The Russian scientist who supposedly found it tries to elicit a huge bribe to give up the info about where he found it, at this tiny stream in the Kamchatka peninsula in Russia. As professors, Paul and his colleagues have no money, so they forget about it... but then, through a few other coincidences manage to track down the grad student who actually found the sample: Valery Kryachko. He's in his 50s now, but he's fired up and wants to take everyone back to the site to get more samples.

It just goes on and on, so much interesting geology, but the human story here is what's so great. I will say I have no idea what else is going on in Paul's life. He has a family, supposedly, and he's doing other work in physics, but he's comfortable to just keep this thing humming along.

Part III: Kamchatka Or Bust

This final section is too good to summarize really at all. The geologists convince Paul that to prove that natural quasicrystals exist, he needs to go to the Kamchatka peninsula, to this little bullshit stream, and get some more samples. I'm not sure Paul's ever been camping in his life; he tries to get out of actually going, but finally buckles and realizes that he's going to need to get after it. The Kamchatka peninsula turns out to be a hard-fucking-core first camping trip, no doubt about it.

Paul clearly had a lot of fun writing this piece, and was really proud. His son is a geologist and came along on the trip. And it just keeps getting better.

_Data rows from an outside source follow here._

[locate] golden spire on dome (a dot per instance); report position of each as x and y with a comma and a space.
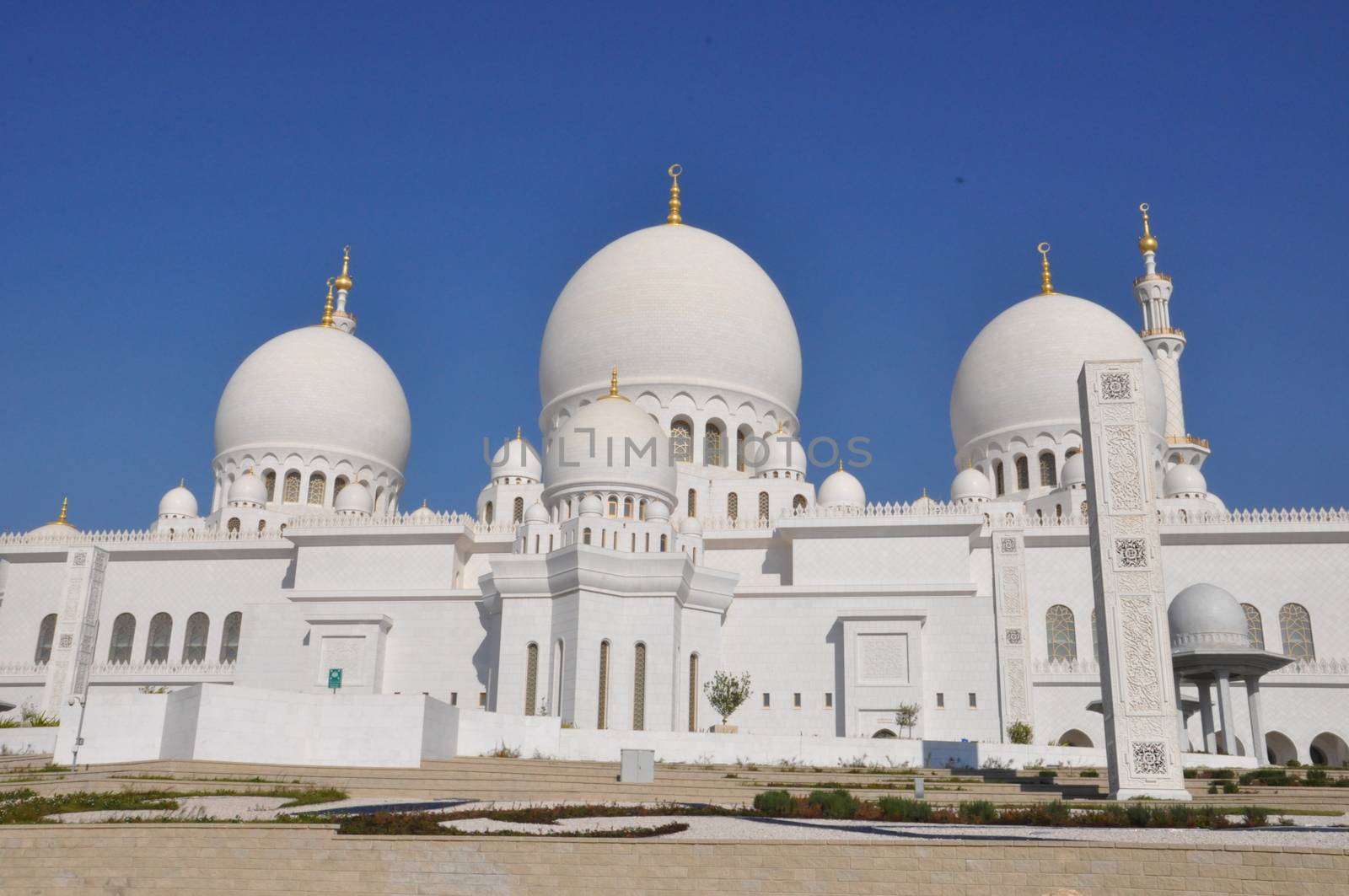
1147, 243
343, 280
674, 170
1045, 285
328, 307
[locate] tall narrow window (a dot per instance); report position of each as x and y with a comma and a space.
1295, 628
317, 486
46, 635
292, 491
1061, 633
681, 440
640, 687
195, 640
532, 679
229, 637
712, 446
692, 691
1255, 626
161, 629
602, 716
123, 635
1047, 471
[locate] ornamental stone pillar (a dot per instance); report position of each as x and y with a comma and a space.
1137, 684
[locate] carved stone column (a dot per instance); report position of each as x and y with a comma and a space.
1013, 628
1137, 684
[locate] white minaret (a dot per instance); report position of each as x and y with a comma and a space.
1166, 343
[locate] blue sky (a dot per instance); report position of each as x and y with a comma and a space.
177, 182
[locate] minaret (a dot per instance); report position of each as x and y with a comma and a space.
1166, 343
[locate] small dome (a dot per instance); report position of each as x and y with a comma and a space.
1207, 615
179, 502
517, 458
249, 490
970, 485
842, 490
355, 498
1076, 471
1185, 480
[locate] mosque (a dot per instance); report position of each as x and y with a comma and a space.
665, 527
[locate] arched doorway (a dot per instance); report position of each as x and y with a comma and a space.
1279, 748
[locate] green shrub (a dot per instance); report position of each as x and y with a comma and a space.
899, 808
836, 803
776, 803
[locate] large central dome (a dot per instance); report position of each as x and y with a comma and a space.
674, 308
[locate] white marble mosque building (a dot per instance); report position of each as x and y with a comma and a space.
665, 525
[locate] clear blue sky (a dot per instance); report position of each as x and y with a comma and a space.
177, 182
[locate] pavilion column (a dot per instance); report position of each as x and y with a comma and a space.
1228, 743
1258, 747
1211, 743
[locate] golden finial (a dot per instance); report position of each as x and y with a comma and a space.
674, 170
344, 278
1147, 243
328, 307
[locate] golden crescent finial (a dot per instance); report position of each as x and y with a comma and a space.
674, 217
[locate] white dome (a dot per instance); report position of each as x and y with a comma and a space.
1076, 471
249, 489
1185, 480
971, 485
354, 498
674, 307
316, 390
517, 458
1205, 614
1020, 374
609, 444
179, 502
841, 489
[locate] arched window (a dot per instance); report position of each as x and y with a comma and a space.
229, 637
692, 691
157, 647
123, 633
317, 486
532, 679
712, 446
640, 687
1295, 628
195, 641
1061, 633
46, 636
290, 494
681, 440
1255, 626
602, 716
1047, 473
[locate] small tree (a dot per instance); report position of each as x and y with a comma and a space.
907, 716
726, 693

They go, they find the stream, dig everywhere, so much discovery, so much vodka. The team brings back huge amounts of material, and BOOM, they discover that the quasicrystal came from an asteroid, a previously undiscovered asteroid that slammed into the earth some untold number of years ago and carries insights into the origins of the solar system!

I'm excited and exhausted just writing about the journey. I can't imagine living it.

That's all I've got for now. Go get yourself a copy of "The Second Kind of Impossible" and revel in the detective tale that Paul's put together.